2.4.3 Building Frameworks

Building frameworks for tangible gesture interaction are specific for the different types of gestures.

Wimmer’s GRASP framework [228] provides directives for building grasp sensing systems. Three steps are required: capture, identification and interpretation. Different techniques allow capturing grasps. The user hand can be tracked with computer vision techniques to estimate the 3D joints of the hand, although often it is difficult to assess whether there is contact between the hand and the object.

Data gloves with pressure sensors on the fingertips allow estimating also force contacts with the objects, but reduce the sensitivity of user’s tactile perception. RFID readers attached to the user’s wrist allow to detect when the user hold an object in the hand but do not allow determining the particular grasp. In alternative, the surface of the object could be instrumented with capacitive sensors or pressure sensors. In both latter cases, the capture step has the purpose to obtain the grasp signature, i.e., the digital representation of contact points between the hand and the object or the digit positions. The computer should classify the signature using either heuristics or machine learning. Finally, once grasps are identified, they should be interpreted by the system to produce some output.

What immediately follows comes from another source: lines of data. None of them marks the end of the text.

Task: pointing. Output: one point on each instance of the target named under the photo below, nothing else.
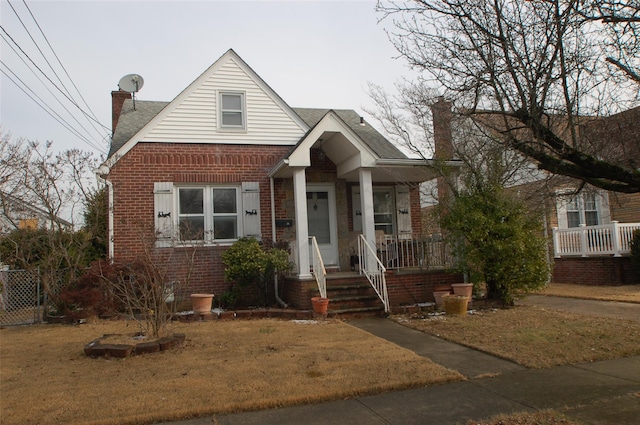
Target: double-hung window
(208, 213)
(232, 111)
(586, 208)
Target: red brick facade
(133, 178)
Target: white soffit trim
(331, 122)
(228, 55)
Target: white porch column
(302, 227)
(368, 221)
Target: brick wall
(413, 288)
(133, 177)
(595, 271)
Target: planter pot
(437, 295)
(201, 303)
(455, 304)
(320, 305)
(442, 288)
(465, 289)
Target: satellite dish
(131, 83)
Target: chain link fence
(20, 297)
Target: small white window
(232, 111)
(208, 213)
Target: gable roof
(165, 121)
(369, 135)
(131, 121)
(191, 117)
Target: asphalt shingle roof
(131, 121)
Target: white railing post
(556, 243)
(375, 273)
(319, 271)
(583, 240)
(615, 239)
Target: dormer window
(232, 111)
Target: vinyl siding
(195, 119)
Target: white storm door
(321, 219)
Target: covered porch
(346, 202)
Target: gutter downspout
(273, 238)
(100, 174)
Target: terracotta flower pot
(437, 295)
(455, 304)
(465, 289)
(201, 303)
(320, 305)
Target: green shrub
(635, 251)
(498, 240)
(249, 262)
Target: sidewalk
(604, 393)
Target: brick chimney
(117, 100)
(443, 144)
(441, 112)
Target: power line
(103, 132)
(64, 69)
(43, 74)
(45, 86)
(49, 111)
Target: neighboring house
(18, 214)
(590, 228)
(229, 158)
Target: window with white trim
(586, 208)
(208, 213)
(232, 111)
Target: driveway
(614, 309)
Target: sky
(312, 53)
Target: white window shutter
(357, 209)
(251, 210)
(602, 205)
(163, 213)
(561, 209)
(403, 212)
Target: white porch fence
(371, 266)
(586, 241)
(319, 271)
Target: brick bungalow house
(229, 158)
(589, 229)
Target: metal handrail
(319, 271)
(374, 270)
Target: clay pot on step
(320, 305)
(201, 303)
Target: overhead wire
(91, 117)
(76, 132)
(42, 104)
(64, 68)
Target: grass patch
(535, 337)
(624, 293)
(542, 417)
(224, 367)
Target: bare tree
(37, 183)
(542, 75)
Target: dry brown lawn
(224, 366)
(535, 337)
(542, 417)
(625, 293)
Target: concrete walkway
(602, 393)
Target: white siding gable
(192, 117)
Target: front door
(321, 219)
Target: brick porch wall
(406, 288)
(595, 271)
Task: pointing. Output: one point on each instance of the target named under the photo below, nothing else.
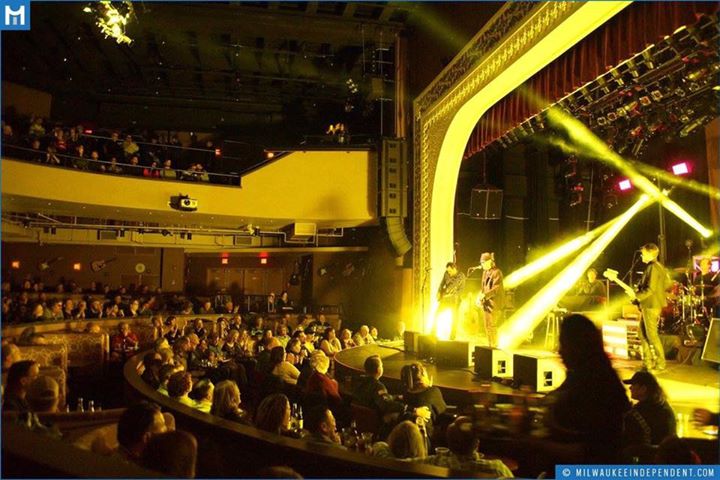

Ferscha et al. [64] proposed a framework to recognize orientation gestures with artifacts.

Exploiting an accelerometer that can be attached to the user’s hand or to an artifact, the authors proposed a gesture library to recognize three types of gestures (32 gestures in total): orientation gestures of the user’s hand, orientation gestures of a small artifact that can be held in the hand, orientation gestures with larger artifacts, which are manipulated occasionally by the users.

Klompmaker et al. [118] proposed dSensingNI, a framework for detecting interactions with object based on depth sensing (Kinect). The framework is able to detect finger touches on arbitrary surfaces (including objects); finger, hand and arm gestures; arbitrary physical objects; object-object interactions (such as grouping and stacking) and hand-object interactions (such as moving, grasping and releasing). Moreover, the framework is robust to occlusion caused by hands over the objects.